Several factors influence the duration of the silencing effect, limiting the use of SIGS as a control method. Several studies pointed out a short pathogen protection window post spray: 5–10 days, usually one week, with the efficacy of dsRNA decreasing over time [124,162,174,176,195]. The unstable nature of RNA in field conditions (ultraviolet light, oxygen, and temperature variations) is a major hurdle in adapting SIGS approaches for widespread applications [172]. Therefore, it is necessary to properly design dsRNA application strategies to: improve the uptake capacity of dsRNAs and increase their durability so that they are maintained long enough for uptake to occur [196]. Approaches developed for application in plants include inorganic nanoparticles as RNA carriers, such as: layered double hydroxides nanosheets (BioClayTM when combined with dsRNA) [195,197,198], carbon nanotubes [199,200], carbon dots [201], a mix of chitosan, carbon quantum dots, and silica nanoparticles [202]; or gold nanoparticles [203,204], among others. Several nanoparticles have been studied to determine their optimal ζ potential for cell uptake [205] and some target peptide recognition motifs [206]. Another potential method for RNA delivery is the use of organic nanoparticles as carriers, e.g., packaging dsRNAs in liposomes- or extracellular vesicles-like structures using artificially synthesized phospholipid bilayers, in order to mimic the natural mechanism by which plants deliver their own sRNAs to fungal pathogens [125,207,208]. Naturally formed lipid nanoparticles isolated from plants also can deliver siRNAs as therapeutic agents [209,210]. The plant apoplast contains naturally occurring protein complexes associated with dsRNAs [136]; therefore, it has been reasoned that peptide-based carriers could be used for RNA delivery [211,212].
All these formulations can protect sRNA and also be taken up by pathogens. Carriers’ features can be optimized to ensure efficient delivery: particle size, carrier shape, dsRNA dose, carrier-dsRNA complexing ratio, and treatment time. It was found that sheet-like clay dsRNA nanoparticles up to 50 nm in diameter were easily internalized [213]. Further, Zhang et al. demonstrated that dsRNA can be delivered efficiently without cellular internalization, ensuring a slower cargo release [214].
In addition to inorganic and organic carriers, another delivery method being investigated is the use of vectors that have been genetically modified to produce dsRNAs. Niño-Sánchez et al. first demonstrated that silencing can be induced by the application of living or lysed bacteria engineered to produce biologically active dsRNAs targeting fungal genes [215]. Further development and improvement of methods to minimize the degradation of dsRNA molecules and to improve their stability and durability are needed to allow this SIGS to be used in the field.

3.3.4. Technology Safety

sRNAs are normally present in all plant- and animal-derived food. In addition, sRNAs with sequences complementary to humans and animals have been found in crops widely consumed globally [216]. Some approved RNA-based crop protection traits have been used in the field for decades [217,218]. This long history of consumption of both endogenous and exogenous dsRNAs in food and feed seems to indicate that this technology has no negative health effects. Moreover, for these molecules to reach the target genes of their consumers, they would have to overcome numerous difficult biological barriers [219]. Thus, dsRNA crop treatments are a safer alternative for human and animal health than the use of agrochemicals and are less harmful to the environment. Although regulatory authorities have not yet established standard procedures for assessing dsRNA-based agricultural products, it is expected that the existing robust regulatory framework for small molecule agrochemicals could be applicable [219].

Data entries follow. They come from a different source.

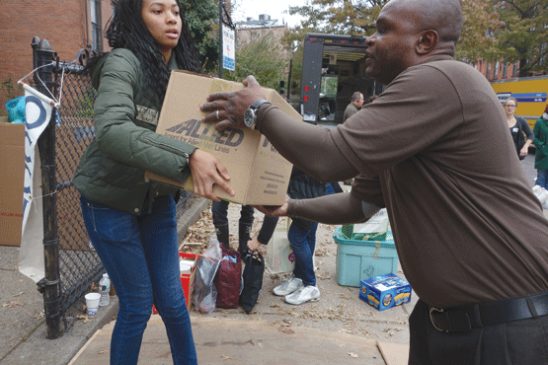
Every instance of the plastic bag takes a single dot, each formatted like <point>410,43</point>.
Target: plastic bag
<point>204,293</point>
<point>228,279</point>
<point>280,258</point>
<point>253,281</point>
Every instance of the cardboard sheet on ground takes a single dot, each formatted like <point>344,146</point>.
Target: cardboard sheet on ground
<point>259,174</point>
<point>394,353</point>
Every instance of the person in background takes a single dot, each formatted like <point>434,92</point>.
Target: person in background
<point>131,222</point>
<point>519,129</point>
<point>356,103</point>
<point>219,212</point>
<point>301,287</point>
<point>540,133</point>
<point>434,150</point>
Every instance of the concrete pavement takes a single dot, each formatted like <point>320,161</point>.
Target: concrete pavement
<point>224,337</point>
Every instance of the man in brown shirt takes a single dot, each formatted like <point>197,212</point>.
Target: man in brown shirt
<point>435,151</point>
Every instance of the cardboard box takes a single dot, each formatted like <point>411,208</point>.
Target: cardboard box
<point>259,174</point>
<point>385,291</point>
<point>12,167</point>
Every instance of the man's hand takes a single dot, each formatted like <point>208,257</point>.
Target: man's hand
<point>227,109</point>
<point>274,210</point>
<point>206,172</point>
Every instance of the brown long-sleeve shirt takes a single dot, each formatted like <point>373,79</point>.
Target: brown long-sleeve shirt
<point>435,150</point>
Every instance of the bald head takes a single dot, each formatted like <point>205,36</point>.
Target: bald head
<point>444,16</point>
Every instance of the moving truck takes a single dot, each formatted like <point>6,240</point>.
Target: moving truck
<point>333,69</point>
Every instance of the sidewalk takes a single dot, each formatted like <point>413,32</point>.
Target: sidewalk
<point>339,329</point>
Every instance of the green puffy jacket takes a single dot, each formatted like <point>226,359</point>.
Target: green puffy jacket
<point>111,171</point>
<point>541,143</point>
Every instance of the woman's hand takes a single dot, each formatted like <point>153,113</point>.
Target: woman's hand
<point>255,246</point>
<point>206,172</point>
<point>227,109</point>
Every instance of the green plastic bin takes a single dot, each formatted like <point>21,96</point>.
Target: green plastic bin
<point>357,260</point>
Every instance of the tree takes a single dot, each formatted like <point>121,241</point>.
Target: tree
<point>339,16</point>
<point>477,40</point>
<point>263,58</point>
<point>202,20</point>
<point>524,33</point>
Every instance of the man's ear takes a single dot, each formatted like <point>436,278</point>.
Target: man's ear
<point>428,40</point>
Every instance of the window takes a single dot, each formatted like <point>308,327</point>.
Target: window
<point>95,20</point>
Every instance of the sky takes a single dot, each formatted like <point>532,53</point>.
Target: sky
<point>277,9</point>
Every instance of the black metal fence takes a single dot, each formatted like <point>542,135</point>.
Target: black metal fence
<point>71,264</point>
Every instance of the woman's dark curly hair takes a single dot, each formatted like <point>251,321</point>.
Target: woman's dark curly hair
<point>126,29</point>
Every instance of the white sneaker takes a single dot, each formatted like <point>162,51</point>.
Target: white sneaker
<point>288,287</point>
<point>305,294</point>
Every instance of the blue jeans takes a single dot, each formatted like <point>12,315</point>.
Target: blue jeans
<point>542,178</point>
<point>302,237</point>
<point>140,254</point>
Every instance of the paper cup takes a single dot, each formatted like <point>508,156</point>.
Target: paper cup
<point>92,303</point>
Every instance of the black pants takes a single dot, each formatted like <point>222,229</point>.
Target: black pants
<point>522,342</point>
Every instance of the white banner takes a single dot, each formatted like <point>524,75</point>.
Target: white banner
<point>229,44</point>
<point>31,254</point>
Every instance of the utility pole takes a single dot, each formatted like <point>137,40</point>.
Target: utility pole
<point>221,6</point>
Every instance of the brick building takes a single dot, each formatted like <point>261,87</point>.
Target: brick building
<point>68,25</point>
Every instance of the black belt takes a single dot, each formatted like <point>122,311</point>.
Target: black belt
<point>467,317</point>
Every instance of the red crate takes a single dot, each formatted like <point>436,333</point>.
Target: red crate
<point>186,279</point>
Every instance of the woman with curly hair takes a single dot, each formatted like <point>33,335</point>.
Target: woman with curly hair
<point>131,222</point>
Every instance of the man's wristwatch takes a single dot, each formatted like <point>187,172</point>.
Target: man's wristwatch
<point>250,115</point>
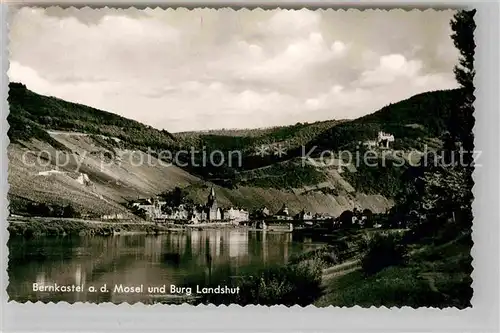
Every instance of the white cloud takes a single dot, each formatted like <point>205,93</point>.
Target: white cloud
<point>391,67</point>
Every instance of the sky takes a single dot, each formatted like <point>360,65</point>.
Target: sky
<point>183,70</point>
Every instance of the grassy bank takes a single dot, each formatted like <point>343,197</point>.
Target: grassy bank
<point>29,228</point>
<point>436,276</point>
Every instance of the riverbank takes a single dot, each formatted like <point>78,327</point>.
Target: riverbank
<point>29,227</point>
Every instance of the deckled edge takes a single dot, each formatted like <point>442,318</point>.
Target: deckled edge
<point>289,7</point>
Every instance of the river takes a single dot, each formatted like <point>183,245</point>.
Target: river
<point>168,259</point>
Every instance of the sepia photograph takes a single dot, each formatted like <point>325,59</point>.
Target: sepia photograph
<point>219,156</point>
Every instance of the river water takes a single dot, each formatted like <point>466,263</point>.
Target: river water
<point>175,258</point>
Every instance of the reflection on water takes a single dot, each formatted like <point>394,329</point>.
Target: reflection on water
<point>172,258</point>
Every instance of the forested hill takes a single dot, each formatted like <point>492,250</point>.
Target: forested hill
<point>32,114</point>
<point>425,115</point>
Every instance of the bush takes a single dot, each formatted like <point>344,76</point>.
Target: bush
<point>383,251</point>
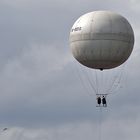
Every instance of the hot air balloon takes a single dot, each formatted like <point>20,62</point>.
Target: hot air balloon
<point>102,40</point>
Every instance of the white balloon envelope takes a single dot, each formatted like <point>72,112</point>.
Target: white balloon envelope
<point>101,40</point>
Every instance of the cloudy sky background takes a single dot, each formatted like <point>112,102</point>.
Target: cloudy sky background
<point>41,95</point>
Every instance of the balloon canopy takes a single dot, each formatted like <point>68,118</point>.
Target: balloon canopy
<point>101,40</point>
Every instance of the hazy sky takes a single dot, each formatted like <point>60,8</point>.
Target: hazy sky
<point>41,95</point>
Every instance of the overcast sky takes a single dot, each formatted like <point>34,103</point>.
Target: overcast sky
<point>41,95</point>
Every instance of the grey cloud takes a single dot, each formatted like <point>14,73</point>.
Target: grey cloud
<point>39,83</point>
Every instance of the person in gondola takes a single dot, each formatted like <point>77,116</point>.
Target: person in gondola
<point>99,100</point>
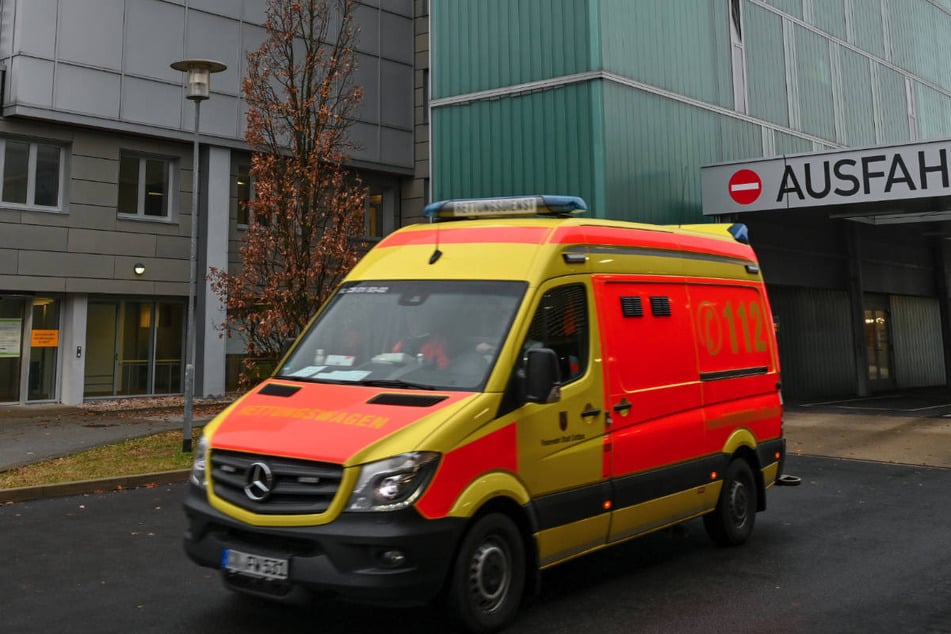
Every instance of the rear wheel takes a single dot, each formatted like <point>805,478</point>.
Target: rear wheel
<point>488,576</point>
<point>731,523</point>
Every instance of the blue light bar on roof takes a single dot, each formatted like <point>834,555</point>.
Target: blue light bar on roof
<point>502,207</point>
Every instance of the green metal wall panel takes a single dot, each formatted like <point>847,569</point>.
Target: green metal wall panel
<point>916,29</point>
<point>829,15</point>
<point>814,73</point>
<point>765,65</point>
<point>893,106</point>
<point>791,144</point>
<point>537,143</point>
<point>792,7</point>
<point>654,148</point>
<point>859,123</point>
<point>679,45</point>
<point>492,43</point>
<point>868,26</point>
<point>934,113</point>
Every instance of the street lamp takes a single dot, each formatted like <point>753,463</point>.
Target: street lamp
<point>197,88</point>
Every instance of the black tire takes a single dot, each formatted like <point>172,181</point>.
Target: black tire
<point>731,523</point>
<point>488,576</point>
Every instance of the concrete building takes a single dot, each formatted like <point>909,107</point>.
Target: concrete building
<point>651,111</point>
<point>95,197</point>
<point>648,110</point>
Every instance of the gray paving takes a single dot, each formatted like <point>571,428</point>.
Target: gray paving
<point>30,434</point>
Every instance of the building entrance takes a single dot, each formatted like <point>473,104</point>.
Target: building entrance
<point>29,348</point>
<point>133,348</point>
<point>878,343</point>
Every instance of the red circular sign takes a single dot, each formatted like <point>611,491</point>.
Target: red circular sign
<point>745,186</point>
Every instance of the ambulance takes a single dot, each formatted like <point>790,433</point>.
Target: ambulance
<point>586,382</point>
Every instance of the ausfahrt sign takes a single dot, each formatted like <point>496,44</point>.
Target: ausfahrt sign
<point>918,170</point>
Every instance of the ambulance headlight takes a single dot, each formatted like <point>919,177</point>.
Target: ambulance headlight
<point>198,464</point>
<point>394,483</point>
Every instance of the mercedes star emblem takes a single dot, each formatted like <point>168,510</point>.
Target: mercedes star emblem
<point>260,482</point>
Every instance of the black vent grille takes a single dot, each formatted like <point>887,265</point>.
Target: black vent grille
<point>407,400</point>
<point>632,307</point>
<point>298,487</point>
<point>277,389</point>
<point>660,306</point>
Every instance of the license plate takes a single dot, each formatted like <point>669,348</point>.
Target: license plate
<point>254,565</point>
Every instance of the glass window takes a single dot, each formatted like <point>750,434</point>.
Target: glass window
<point>16,170</point>
<point>47,175</point>
<point>144,187</point>
<point>561,323</point>
<point>242,195</point>
<point>31,173</point>
<point>420,334</point>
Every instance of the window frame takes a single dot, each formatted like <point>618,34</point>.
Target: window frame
<point>32,162</point>
<point>170,181</point>
<point>238,200</point>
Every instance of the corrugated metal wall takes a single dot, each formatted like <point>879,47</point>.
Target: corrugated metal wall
<point>654,151</point>
<point>491,43</point>
<point>637,42</point>
<point>815,341</point>
<point>916,341</point>
<point>534,143</point>
<point>765,64</point>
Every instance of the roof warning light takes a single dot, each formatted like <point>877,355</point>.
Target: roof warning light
<point>505,207</point>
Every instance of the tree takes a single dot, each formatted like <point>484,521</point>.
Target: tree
<point>307,212</point>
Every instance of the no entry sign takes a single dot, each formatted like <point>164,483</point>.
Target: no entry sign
<point>745,187</point>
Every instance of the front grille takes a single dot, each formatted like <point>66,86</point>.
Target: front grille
<point>297,487</point>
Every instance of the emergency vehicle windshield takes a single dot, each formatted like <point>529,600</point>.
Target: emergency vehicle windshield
<point>412,334</point>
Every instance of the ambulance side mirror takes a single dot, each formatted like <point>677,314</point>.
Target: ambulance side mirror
<point>542,379</point>
<point>286,345</point>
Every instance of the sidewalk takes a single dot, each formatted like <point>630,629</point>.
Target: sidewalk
<point>906,429</point>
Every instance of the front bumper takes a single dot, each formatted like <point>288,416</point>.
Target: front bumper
<point>343,558</point>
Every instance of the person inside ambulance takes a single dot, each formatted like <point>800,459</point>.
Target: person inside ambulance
<point>425,342</point>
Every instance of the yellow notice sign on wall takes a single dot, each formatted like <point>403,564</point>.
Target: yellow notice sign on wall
<point>45,339</point>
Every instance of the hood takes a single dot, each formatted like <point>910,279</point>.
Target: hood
<point>327,423</point>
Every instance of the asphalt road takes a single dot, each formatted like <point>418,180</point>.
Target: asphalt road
<point>859,547</point>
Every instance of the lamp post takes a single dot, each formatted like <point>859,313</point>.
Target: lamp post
<point>197,89</point>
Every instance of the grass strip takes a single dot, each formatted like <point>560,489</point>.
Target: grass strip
<point>136,456</point>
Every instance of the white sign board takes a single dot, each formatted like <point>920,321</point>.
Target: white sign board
<point>10,330</point>
<point>894,173</point>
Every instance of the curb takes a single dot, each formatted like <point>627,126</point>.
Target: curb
<point>85,487</point>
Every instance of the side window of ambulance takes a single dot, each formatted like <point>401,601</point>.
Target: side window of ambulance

3.3.5. Environmental Implications

Appropriate construction of silencing molecules should prevent unintended consequences on the environment, such as the silencing of non-target organisms. SIGS-based products should not leave residues in soil, water, or plants due to the non-permanent nature of dsRNA molecules, and even in case it would, the natural occurrence of RNA in the environment hints that it would not be a problem [172,220]. In contrast, traditional chemical pesticides and fungicides entail some concerns as they release residues that can remain in the environment for a long time and pose a serious threat to the environment and to living organisms, including humans. In addition, they generate resistance in the target pathogens, with the rate of emergence of pathogenic fungi resistant to the limited number of commonly used antifungal agents increasing at an alarming trend. This leads to an overuse of these harmful products, accumulation of residues, and ecological damage, and it also may have risks to human health [221]. Pathogens are less likely to develop resistance to RNAi-based fungicides because complete homology is unnecessary for effective silencing [222].

3.3.6. Economic Competitiveness

RNAi gene silencing in vivo requires a large amount of dsRNA to be effective: 2–10 g of dsRNA per hectare, as predicted by Zotti et al. [223]. Fortunately, the costs of dsRNA production by NTP synthesis are becoming lower and lower (from $12,500 USD/g in 2008 to $60 USD/g in 2018 and less than $0.5 USD/g nowadays) [124,171,223]. Nonetheless, this method is not practical for large-scale production. Microbial-based dsRNA production methods, relying, for instance, on the Escherichia coli HT115(DE3) strain deficient in the enzyme that degrades dsRNAs in prokaryotes [160,224], costs approximately $4 USD/g [223]. Thus, large quantities of dsRNA can be produced with bacteria-based systems at a cost-effective price. Moreover, the application of living dsRNA-producing bacteria for gene silencing has been used in nematodes [160], insects [225], crustaceans [226], mammalian cells [227], and filamentous fungi [215]. However, in order to avoid bacterial release into the environment, it is necessary to purify the RNA, which can make the process more expensive and limit the amount of dsRNAs produced [26,228,229,230,231,232].
The multinational companies Monsanto, which has developed a line of RNA-based compounds known as “BioDirect”; Syngenta (Chem-China) and Bayer Crop-Science, which has now acquired Monsanto; are working on the development of dsRNA compounds. BioDirect (dsRNA-based) has been developed to control Varroa destructor mites in honeybees. It has been submitted by Bayer for registration in 2019, being the first submission to the U.S. Environmental Protection Agency for an exogenously applied dsRNA biopesticidal active ingredient in the industry [233].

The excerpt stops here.